A Fixed Block Memory Allocator in C

David Lafreniere

5.00/5 (15 votes)

24 Dec 2018CPOL8 min read

32K

839

Unique allocator features improve performance and protect against heap fragmentation faults on any C or C++ project.

Download C_Allocator.zip - 23.2 KB

Introduction

In 1998, I wrote an article on fixed block memory allocators for Embedded Systems Programming magazine. I received $750 for the piece. Now, articles are written for free on websites such as Code Project. Oh, how times keep a-changin’.

One thing that hasn’t changed is the usefulness of fixed block allocators. It’s a no-no using the global heap on some devices. Throughout my career, I’ve written numerous fixed block memory allocators to provide high-speed dynamic-like allocation in memory constrained systems. A generic, well-designed fixed block allocator opens up application implementation possibilities by offering dynamic memory allocations in systems where heap usage is forbidden.

On Code Project, I’ve documented various C++ allocator implementations (see the Reference Articles section). This time, I’ll present a C language version with unique features suitable for embedded devices or otherwise.

The solution presented here will:

be faster than the global heap
be easy to use
be thread safe
support fixed block versions of malloc, free, realloc and calloc
use minimal code space
execute in fixed time
eliminate heap fragmentation memory faults
require no additional storage overhead (except for a few bytes of static memory)
handle memory alignment
automatically dispense variable block size based on demand (a la malloc)

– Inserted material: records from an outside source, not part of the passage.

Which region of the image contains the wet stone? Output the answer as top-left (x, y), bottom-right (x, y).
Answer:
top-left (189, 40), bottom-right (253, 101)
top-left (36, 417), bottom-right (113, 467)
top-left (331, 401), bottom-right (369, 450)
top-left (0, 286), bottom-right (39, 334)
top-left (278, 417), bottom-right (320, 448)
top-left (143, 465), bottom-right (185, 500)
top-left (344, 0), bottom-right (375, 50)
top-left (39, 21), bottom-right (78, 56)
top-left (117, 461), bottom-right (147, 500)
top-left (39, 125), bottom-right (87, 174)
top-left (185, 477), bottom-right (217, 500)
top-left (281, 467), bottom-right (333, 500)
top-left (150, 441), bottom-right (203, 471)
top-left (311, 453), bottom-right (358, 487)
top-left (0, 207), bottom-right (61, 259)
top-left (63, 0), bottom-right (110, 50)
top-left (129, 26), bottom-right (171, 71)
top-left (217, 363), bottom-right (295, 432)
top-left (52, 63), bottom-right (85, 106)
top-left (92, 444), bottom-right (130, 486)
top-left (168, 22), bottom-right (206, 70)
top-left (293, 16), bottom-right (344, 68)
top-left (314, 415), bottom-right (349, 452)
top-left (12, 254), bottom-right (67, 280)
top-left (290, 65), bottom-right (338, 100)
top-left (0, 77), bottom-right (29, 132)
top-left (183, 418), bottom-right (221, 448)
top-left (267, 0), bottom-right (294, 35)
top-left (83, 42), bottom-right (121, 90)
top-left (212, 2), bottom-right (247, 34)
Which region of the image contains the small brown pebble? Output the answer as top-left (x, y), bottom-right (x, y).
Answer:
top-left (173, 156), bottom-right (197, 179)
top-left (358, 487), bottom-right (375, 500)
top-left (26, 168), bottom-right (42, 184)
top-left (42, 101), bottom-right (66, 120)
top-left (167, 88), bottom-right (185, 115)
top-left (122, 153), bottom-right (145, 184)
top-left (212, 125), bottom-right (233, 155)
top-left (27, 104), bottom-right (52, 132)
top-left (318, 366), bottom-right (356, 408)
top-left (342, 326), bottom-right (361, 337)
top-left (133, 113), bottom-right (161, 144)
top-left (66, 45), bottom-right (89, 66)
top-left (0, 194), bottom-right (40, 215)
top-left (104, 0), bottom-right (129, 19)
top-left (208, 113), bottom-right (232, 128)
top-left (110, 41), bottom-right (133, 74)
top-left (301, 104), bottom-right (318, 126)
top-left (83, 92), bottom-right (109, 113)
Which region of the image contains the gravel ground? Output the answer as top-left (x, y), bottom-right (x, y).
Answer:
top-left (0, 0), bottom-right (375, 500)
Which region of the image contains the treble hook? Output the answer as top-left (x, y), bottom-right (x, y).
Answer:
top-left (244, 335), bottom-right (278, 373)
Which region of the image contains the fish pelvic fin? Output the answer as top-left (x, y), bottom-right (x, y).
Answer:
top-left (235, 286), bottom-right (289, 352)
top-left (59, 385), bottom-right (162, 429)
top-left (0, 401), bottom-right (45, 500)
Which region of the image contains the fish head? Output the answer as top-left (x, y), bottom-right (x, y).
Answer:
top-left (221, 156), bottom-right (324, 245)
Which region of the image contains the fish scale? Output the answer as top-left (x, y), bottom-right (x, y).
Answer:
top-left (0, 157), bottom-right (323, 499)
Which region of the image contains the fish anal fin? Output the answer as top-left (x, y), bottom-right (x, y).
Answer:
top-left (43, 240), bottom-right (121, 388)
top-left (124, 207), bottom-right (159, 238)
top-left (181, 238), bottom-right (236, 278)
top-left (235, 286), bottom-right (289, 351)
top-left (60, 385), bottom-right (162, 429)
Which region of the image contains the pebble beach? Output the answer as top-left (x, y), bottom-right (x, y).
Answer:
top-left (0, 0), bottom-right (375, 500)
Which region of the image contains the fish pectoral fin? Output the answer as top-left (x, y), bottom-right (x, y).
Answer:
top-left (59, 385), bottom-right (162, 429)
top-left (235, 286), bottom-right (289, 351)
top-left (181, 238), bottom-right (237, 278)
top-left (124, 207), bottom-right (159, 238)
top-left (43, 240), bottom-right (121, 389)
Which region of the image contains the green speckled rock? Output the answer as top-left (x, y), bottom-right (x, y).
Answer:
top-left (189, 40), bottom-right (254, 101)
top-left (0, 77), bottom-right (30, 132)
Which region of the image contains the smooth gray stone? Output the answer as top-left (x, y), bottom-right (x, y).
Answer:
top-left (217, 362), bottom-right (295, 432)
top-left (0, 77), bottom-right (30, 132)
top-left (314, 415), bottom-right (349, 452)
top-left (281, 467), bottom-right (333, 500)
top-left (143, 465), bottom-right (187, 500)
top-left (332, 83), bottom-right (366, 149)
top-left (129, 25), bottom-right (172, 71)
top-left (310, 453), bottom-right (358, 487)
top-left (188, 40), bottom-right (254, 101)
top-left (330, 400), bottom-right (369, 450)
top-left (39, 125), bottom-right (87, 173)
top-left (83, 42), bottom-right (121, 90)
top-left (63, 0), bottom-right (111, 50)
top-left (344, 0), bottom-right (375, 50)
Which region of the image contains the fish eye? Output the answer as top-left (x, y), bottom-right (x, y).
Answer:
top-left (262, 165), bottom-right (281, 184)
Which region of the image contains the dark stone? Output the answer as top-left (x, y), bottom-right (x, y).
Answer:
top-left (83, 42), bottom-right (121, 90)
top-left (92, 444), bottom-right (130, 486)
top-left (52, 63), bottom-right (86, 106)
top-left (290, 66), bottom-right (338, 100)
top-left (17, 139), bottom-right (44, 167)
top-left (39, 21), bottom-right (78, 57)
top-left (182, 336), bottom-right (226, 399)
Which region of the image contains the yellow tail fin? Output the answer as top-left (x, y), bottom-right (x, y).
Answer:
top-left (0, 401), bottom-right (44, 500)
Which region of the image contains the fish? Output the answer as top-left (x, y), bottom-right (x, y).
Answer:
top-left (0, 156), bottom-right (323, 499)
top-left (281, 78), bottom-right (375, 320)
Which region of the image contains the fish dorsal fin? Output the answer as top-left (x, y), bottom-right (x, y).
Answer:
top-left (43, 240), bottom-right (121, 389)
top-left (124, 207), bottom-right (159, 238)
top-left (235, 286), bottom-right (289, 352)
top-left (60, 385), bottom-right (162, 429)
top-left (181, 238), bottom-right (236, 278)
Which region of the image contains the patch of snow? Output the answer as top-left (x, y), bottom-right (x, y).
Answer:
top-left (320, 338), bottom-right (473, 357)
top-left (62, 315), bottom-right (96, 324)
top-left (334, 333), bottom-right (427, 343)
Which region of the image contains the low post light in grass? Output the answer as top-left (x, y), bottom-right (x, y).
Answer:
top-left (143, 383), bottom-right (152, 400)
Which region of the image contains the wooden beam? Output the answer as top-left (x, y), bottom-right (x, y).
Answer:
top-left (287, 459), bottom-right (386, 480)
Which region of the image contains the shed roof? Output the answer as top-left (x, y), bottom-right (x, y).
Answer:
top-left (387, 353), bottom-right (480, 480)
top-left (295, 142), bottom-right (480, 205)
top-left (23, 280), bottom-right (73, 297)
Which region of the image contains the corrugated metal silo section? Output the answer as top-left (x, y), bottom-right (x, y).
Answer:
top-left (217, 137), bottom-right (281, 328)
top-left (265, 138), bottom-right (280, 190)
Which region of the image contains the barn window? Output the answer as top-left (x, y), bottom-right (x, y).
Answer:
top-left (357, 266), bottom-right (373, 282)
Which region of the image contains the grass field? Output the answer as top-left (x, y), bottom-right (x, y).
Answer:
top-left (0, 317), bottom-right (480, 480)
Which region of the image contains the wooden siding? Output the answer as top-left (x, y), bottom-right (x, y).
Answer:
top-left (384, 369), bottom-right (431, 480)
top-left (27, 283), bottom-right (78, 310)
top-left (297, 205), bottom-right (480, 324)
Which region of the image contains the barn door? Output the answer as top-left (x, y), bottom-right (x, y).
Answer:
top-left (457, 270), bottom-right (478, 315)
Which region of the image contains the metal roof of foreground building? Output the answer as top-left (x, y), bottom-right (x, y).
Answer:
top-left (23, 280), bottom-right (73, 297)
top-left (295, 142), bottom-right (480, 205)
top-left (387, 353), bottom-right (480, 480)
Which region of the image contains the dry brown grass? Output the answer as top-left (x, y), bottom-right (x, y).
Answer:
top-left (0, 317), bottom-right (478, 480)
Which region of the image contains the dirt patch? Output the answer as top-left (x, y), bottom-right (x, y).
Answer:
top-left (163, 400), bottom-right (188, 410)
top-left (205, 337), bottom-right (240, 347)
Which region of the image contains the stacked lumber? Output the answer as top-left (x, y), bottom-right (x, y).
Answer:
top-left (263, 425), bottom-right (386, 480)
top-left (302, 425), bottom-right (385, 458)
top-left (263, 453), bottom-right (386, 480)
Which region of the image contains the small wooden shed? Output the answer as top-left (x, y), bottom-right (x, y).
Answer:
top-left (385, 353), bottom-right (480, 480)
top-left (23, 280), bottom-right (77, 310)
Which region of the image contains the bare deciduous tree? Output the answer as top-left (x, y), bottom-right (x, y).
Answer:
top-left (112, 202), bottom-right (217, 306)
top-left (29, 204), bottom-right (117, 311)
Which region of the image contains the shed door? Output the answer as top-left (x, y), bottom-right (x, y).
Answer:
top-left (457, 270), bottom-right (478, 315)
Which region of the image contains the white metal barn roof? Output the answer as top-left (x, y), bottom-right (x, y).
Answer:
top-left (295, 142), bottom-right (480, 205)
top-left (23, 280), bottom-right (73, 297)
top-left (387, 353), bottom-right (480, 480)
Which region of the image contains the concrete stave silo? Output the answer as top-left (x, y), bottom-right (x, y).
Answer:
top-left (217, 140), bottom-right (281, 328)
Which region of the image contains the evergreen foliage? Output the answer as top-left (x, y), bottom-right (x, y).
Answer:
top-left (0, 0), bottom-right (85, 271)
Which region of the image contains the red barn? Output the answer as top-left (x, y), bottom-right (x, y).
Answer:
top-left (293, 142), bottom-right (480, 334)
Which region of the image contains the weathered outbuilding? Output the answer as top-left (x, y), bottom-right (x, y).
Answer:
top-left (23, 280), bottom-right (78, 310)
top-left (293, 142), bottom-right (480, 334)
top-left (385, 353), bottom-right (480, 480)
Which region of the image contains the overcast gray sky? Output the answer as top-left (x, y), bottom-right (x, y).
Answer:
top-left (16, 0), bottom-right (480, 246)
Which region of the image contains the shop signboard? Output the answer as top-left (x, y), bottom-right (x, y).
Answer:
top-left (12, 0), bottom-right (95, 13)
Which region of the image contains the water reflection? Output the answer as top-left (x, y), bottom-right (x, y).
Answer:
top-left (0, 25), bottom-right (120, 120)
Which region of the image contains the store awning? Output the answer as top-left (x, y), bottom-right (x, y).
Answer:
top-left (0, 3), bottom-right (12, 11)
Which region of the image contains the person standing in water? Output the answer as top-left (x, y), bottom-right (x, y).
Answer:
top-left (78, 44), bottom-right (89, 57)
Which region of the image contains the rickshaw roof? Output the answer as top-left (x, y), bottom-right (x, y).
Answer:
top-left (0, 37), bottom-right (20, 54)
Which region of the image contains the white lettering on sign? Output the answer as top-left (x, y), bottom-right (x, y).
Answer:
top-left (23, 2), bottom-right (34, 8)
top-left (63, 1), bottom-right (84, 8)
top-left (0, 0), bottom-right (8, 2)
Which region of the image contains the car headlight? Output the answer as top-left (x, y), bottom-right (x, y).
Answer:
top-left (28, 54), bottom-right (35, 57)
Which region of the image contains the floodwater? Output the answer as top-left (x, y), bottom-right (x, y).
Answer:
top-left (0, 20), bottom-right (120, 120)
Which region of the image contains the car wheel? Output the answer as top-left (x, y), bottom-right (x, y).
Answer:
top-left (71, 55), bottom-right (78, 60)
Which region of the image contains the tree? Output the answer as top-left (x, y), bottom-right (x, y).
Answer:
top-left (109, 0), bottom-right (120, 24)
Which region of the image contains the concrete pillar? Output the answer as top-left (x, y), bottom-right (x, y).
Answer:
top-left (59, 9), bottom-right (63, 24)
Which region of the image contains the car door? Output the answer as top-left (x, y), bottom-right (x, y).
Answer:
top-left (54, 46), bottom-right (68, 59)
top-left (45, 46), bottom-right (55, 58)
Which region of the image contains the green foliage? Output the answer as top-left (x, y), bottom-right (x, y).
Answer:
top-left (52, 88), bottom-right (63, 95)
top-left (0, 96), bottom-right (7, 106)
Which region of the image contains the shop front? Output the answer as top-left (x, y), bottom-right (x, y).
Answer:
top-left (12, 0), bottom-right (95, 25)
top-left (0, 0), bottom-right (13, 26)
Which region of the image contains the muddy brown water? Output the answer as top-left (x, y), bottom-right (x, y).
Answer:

Two simple C modules that dispense and reclaim memory will provide all of the aforementioned benefits, as I'll show.

CMake is used to create the build files. CMake is free and open-source software. Windows, Linux and other toolchains are supported. See the CMakeLists.txt file for more information.

See GitHub for latest source code:

A Fixed Block Memory Allocator in C - by David Lafreniere

Background

Custom fixed block memory allocators are used to solve at least two types of memory related problems. First, global heap allocations/deallocations can be slow and nondeterministic. You never know how long the memory manager is going to take. Secondly, to eliminate the possibility of a memory allocation fault caused by a fragmented heap – a valid concern, especially on mission-critical type systems.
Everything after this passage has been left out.